Ergüden’den tarihi Kaleiçi semti için öneri: “TÜM KURUMLAR ORTAK PLATFORMDA BİRLEŞMELİ”
Edirne’nin tarihine tanıklık eden en eski semti Kaleiçi, kent kimliğini yansıtmaya devam etse de, zarar gören konaklarıyla dikkat çekmeye devam ediyor. Roma döneminde surların yanı sıra Makedonya Kulesi, Yelliburgaz Kulesi, Germekapı Kulesi ve Zindan Kulesi ile çevrili tarihi semt, Osmanlı döneminde ise gayrimüslimlerin yaşadığı bölge olarak biliniyor.
Yamuk dörtgen şeklinde kurulan tarihi semt, bazıları günümüze kadar ulaşan sivil mimari örneği konakları, kilise, havra ve sinagog gibi dini yapıları ile Edirne’nin en önemli yerleşim yerlerinden biri olsa da, sivil mimari örneği konaklarının bir kısmında meydana gelen hasarlar korkutucu boyuta ulaştı. Restorasyon gören konakların butik otel, kafe gibi çeşitli işletme alanlarında kullanıldığı semtte çok sayıda konak ise kaderine terk edilmiş durumda. Bazı konakların ise içine girilmesinin engellenmesi amacıyla metal levhalar ile kapatıldığı gözlerden kaçmıyor.

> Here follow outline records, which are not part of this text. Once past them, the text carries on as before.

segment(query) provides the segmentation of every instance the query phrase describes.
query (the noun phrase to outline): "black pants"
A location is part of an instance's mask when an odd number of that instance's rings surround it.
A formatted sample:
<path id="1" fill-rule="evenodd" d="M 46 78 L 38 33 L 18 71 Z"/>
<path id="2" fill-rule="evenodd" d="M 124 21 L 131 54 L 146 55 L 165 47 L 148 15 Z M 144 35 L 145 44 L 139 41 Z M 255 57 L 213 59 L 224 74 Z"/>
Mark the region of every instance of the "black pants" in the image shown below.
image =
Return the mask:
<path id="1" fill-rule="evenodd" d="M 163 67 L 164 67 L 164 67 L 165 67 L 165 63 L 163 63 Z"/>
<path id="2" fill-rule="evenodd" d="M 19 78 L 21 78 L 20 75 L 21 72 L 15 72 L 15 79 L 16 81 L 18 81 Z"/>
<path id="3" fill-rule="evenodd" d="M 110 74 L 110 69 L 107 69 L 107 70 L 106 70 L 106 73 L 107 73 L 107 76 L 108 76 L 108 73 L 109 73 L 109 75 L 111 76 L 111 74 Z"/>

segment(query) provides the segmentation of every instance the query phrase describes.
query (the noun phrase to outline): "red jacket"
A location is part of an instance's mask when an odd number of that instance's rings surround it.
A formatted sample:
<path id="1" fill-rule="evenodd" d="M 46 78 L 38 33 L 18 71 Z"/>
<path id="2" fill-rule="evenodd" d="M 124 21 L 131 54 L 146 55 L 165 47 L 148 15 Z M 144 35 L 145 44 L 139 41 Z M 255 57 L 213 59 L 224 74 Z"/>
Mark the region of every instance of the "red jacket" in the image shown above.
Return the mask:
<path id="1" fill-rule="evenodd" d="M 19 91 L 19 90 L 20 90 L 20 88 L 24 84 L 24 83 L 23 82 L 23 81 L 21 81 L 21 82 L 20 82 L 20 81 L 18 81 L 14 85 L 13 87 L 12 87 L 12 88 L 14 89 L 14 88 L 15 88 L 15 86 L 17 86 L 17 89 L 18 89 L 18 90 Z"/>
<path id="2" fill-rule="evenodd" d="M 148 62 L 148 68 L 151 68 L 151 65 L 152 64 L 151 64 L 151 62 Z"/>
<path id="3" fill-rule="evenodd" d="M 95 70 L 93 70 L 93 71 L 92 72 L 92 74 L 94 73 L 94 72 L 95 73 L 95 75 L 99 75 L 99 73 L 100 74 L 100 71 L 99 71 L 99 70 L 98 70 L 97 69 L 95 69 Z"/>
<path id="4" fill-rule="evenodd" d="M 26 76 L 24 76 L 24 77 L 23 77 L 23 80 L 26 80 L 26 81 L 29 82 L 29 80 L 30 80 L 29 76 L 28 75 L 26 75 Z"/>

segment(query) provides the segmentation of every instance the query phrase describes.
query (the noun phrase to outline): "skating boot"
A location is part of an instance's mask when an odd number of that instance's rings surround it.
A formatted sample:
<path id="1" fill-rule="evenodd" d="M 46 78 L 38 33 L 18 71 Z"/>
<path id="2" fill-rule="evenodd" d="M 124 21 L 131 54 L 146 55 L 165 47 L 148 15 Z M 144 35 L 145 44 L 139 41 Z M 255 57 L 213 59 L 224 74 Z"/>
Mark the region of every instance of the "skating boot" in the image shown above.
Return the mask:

Türk Mühendis ve Mimar Odaları Birliği (TMMOB) Mimarlar Odası Edirne Temsilciliği Yönetim Kurulu Başkanı Cenk Ergüden, yok olmaya yüz tutmuş konakların, rölöve ve restorasyon çalışmaları ile ilgili önerilerini Batı Ekspres’e açıkladı. Ergüden, tarihi semtin Edirne turizmine kazandırılması amacıyla kentte yapılması gereken çalışmaları açıklarken; sivil mimari örneklerinin yok olmaktan kurtulmaları halinde kent hayatına önemli bir katkı sunacağını ifade etti. Sokak sağlıklaştırma çalışması adı altında valilik ve belediyenin önemli çalışmasının yürütüldüğünü söyleyen Ergüden, tarihi mirasın korunması açısından daha derinlemesine bir yaklaşıma ihtiyaç olduğunu ifade etti.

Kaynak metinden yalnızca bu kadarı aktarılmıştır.